“O caminho na direção do Nada”
O que eu fazia aos 22 anos de idade? Lia bastante, escrevia
algumas coisas (crônicas, contos, resenhas), já tinha textos publicados em
jornais, cursava Letras na universidade, trabalhava de subgerente em um motel, terminava
minha carreira frustrada de “rapper”, já era casado e recém me tornara pai.
Estava, enfim, aprendendo a ser alguém, se é que me tornei alguém até hoje.
O escritor espanhol Alberto Olmos, por sua vez, aos 22 anos
escrevia seu primeiro e belo romance, “A bordo del naufragio", que li
recentemente. O jovem protagonista, da mesma idade do autor, é leitor e estudante
universitário e destila sua visão pessimista sobre o mundo (num falso foco
narrativo em 2ª pessoa que acompanha seus pensamentos), num dia em que nada dá
certo, ele que é um sujeito que, digamos, aceita o fracasso como forma de vida,
sabe que o navio vai afundar a qualquer momento, guiado por um capitão (ele mesmo
ou Deus?) que não tem nenhum controle.
O mapa do acaso me fez ler um livro escrito por um recém-licenciado
em Filosofia de 22 anos, um jovem, também ávido leitor, que perambulava pelas
noites da Romênia nos anos 30, quando a insônia o atacava, mas lhe
proporcionava reflexões filosóficas justamente sobre essa embarcação prestes a
naufragar que é a vida. Trata-se de Emil Cioran (1911-1995), que estreava com
um livro de ensaios filosóficos impactante, perturbador: “Nos cumes do desespero”. A edição mais recente no Brasil é da Hedra, com tradução direto do
romeno por Fernando Klabin.
O título faz referência ao suicídio, tema que perpassa a
obra. Mais uma vez o acaso quis que o livro fosse escrito em 1933. Trinta e
três, simbolicamente, é o número dos suicidas. No prefácio, Cioran afirma: “Se
não o houvesse escrito, eu com certeza teria posto fim às minhas noites”.

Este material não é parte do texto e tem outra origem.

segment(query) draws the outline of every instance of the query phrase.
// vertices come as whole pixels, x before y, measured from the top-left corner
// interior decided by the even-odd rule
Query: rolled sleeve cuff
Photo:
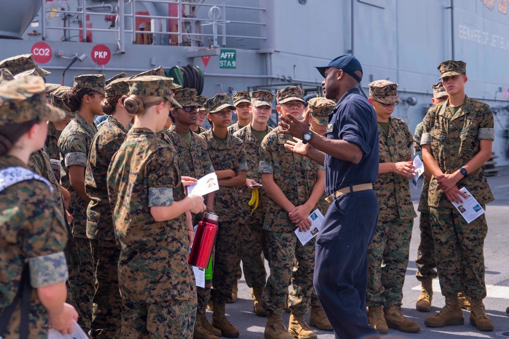
[[[67,279],[67,262],[63,252],[29,259],[30,284],[35,289],[64,282]]]
[[[494,128],[479,128],[478,134],[479,140],[495,140]]]
[[[267,161],[260,160],[260,164],[258,165],[258,173],[260,174],[263,174],[264,173],[272,174],[274,173],[274,169],[270,164]]]
[[[149,188],[149,207],[171,206],[173,204],[173,188]]]
[[[371,153],[371,148],[367,145],[367,143],[361,137],[357,135],[345,135],[342,139],[350,144],[356,145],[362,151],[363,154],[367,155]]]
[[[247,172],[247,161],[243,161],[239,164],[239,167],[237,168],[237,172],[240,172],[241,171],[243,171],[245,172]]]
[[[420,138],[420,146],[423,145],[431,145],[431,136],[429,133],[423,133]]]
[[[87,154],[81,152],[73,152],[67,153],[64,158],[66,167],[71,166],[81,166],[87,167]]]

Nesses tempos de “coaching” e autoajuda, o filósofo se propõe a conduzir o
leitor não ao sucesso, mas ao fracasso, não a buscar a vitória, mas a sabermos
perder. Sua obra é um manual de antiajuda, como propõe Alberto Dominguez em um
livro sobre o autor. Os cumes do desespero, paradoxalmente, estão no abismo da
existência: “Os cumes, porém, não indicam necessariamente altura, mas penhasco,
profundeza. Viver nos cumes do desespero significa chegar aos mais terríveis
abismos”.
Os ensaios são compostos por frases inquietantes (mais
adiante o escritor viria a utilizar o aforismo como gênero principal de sua
filosofia lírica), que nos tiram do conforto e nos levam a sublinhar, copiar e
compartilhar: “Não faço a mínima ideia de por que devemos fazer algo neste
mundo, de por que devemos ter amigos e aspirações, esperanças e sonhos. Não
seria mil vezes mais preferível um recolhimento num canto, longe de tudo, aonde
não cheguem os ecos daquilo que constitui o ruído e as complicações deste
mundo?". “Se continuamos vivos, é graças à escrita, que, por meio da
objetivação, ameniza essa tensão infinita. Criar significa salvar-se
provisoriamente das garras da morte”. “O fato de que existo prova que o mundo
não tem sentido”. “A vida não passa de uma agonia prolongada”.
Esta reflexão se encaixa para a época que estamos
vivenciando: “Se as doenças têm uma missão filosófica neste mundo, ela não pode
ser outra senão demonstrar quão ilusória é a sensação da eternidade da vida e
quão frágil é a ilusão de uma definição e de um triunfo da vida”. E por fim,
num raro otimismo, ainda que com um pé na desventura de viver: “No fim de toda
a melancolia existe a possibilidade de um consolo ou de uma resignação”.